Takao Tanabe, One Orange Strip, 1964

Takao Tanabe, One Orange Strip, 1964
Acrylic on canvas, 40.8 x 86.4 cm
Museum London

This work reveals the significant contribution Tanabe has made to the story of abstraction in Canada. The palette, composition, and spirit of the work are unmistakably of the period and undeniably his own. One Orange Strip is remarkably vivid in its use of colour, but our reading of the space is conflicted. Though we know that the work is flat, spatial depth is also suggested. The single strip of the title is one of the smaller elements of the composition, but it is a perfect complement to the blues that surround it. An abrupt visual truncation of the V-shapes, in both the orange/green and the two green vectors, surprises the eye and animates the whole work. The flatness of the surface is also contradicted by the two large red elements—the left one seems to retreat and the right one advance, suggesting a torquing of the whole image. The boldness of the orange leaps out from the blues around it, giving the illusion of space.

 

Takao Tanabe, Kitselas, 1970, acrylic on canvas, 86 x 85.6 cm, Art Gallery of Nova Scotia, Halifax.
William Perehudoff, Nanai #6, 1969, acrylic on canvas, 189.5 x 173 cm, Musée d’art contemporain de Montréal.

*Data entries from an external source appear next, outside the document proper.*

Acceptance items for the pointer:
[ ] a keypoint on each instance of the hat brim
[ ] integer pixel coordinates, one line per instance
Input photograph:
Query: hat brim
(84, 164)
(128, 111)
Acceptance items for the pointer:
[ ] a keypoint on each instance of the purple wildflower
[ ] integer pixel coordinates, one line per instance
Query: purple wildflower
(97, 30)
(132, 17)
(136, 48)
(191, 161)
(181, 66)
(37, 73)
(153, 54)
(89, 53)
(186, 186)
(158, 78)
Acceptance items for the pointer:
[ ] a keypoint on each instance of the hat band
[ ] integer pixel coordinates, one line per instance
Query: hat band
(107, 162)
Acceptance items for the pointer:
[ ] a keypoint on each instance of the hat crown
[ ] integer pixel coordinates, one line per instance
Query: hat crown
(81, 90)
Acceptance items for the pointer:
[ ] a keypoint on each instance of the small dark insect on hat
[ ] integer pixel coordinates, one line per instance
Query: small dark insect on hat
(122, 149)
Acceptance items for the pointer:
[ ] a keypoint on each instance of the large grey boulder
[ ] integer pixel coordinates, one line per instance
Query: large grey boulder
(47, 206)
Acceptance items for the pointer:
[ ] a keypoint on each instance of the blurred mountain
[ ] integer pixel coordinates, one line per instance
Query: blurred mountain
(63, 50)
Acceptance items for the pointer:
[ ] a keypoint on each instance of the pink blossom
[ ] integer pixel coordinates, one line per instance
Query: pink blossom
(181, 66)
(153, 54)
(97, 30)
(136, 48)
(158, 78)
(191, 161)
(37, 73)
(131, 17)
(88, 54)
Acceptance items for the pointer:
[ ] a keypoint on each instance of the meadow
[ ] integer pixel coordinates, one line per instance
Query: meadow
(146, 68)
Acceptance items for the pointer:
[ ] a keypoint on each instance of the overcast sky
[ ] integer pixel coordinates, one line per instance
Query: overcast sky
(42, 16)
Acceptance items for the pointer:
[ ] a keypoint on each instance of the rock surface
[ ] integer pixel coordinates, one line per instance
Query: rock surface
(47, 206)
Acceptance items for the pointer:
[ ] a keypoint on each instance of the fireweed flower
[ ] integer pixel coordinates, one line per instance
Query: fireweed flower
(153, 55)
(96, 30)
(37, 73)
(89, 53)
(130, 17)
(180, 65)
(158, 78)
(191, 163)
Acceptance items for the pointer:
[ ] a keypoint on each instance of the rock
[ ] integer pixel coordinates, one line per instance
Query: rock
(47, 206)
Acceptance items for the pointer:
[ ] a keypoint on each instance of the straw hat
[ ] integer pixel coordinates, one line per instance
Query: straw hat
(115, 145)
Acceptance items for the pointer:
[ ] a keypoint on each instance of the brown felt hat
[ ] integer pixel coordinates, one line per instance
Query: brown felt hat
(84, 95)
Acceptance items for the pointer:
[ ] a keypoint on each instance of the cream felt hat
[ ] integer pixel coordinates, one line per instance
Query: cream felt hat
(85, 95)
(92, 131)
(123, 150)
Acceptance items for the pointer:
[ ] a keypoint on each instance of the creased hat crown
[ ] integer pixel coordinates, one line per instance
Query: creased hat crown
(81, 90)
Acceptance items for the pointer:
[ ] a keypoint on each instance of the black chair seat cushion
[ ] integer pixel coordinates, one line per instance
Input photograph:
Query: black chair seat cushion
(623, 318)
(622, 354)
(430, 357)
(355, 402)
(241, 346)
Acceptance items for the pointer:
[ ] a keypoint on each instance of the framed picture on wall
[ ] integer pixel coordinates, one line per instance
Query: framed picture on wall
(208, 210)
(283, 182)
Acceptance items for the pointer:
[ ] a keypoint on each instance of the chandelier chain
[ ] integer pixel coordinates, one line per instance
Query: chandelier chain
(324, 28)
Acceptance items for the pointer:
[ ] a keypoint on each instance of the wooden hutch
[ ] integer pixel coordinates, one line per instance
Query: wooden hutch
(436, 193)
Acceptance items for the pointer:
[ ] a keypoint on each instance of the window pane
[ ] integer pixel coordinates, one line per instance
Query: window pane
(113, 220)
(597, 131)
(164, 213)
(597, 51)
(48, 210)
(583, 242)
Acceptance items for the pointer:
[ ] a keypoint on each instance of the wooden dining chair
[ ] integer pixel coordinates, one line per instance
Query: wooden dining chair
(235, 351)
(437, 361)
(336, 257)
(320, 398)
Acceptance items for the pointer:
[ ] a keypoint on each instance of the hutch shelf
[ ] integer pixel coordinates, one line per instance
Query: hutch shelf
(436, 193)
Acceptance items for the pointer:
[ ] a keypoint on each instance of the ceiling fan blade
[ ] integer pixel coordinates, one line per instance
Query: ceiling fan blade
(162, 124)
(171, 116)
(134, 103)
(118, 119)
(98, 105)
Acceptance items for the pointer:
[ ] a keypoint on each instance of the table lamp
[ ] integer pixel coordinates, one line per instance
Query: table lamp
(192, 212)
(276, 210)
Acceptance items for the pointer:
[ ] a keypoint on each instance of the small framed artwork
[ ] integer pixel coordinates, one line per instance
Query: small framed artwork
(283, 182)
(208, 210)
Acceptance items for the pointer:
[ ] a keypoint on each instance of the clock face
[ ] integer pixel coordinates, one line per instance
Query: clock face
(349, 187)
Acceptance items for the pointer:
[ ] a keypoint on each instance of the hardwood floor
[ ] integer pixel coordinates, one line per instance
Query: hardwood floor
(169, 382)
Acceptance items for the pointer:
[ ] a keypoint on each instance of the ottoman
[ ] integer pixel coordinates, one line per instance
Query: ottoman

Curator and art historian Roald Nasgaard states that Tanabe “devoted himself to geometry and colour” in the 1960s, as did many other abstract artists in Canada—especially Montreal-based painters such as Guido Molinari (1933–2004) and Yves Gaucher (1934–2000)—and in the United States. But Nasgaard suggests that Tanabe did so idiosyncratically, “with an irreverence” toward the prevailing trends at home and abroad. Under the influence of American critic Clement Greenberg (1909–1994), who championed a formal approach to painting throughout the decade, many abstract artists valued line, colour, texture, and composition over narrative or other contextual elements, as Tanabe also appears to do in One Orange Strip. However, Nasgaard reminds us that for Tanabe, “formalist purity was never the issue, perhaps because [he] always has been an image maker, dedicated to the narrative possibilities of what happens inside the frame and within the enigmatic space of illusion.

 

During this period, Tanabe was painting in a manner that was absolutely current, but he clearly wanted to define the work as distinctive. Although there are certainly affinities with the work of Jack Bush (1909–1977), William Perehudoff (1918–2013), and others, Tanabe’s geometry is, as Nasgaard has noted, “eccentric” and illustrates the disparate ways Canadian artists took up abstraction in the mid-1960s. Tanabe’s eccentricity is rooted in his composition, which suggests “illusions of inward space and outward projection.  This is clearly seen in One Orange Strip. Along with hard edges, the “colours turned high-keyed and commercial and were laid down flat and unmodulated,  a testament, perhaps, to Tanabe’s early interest in sign painting.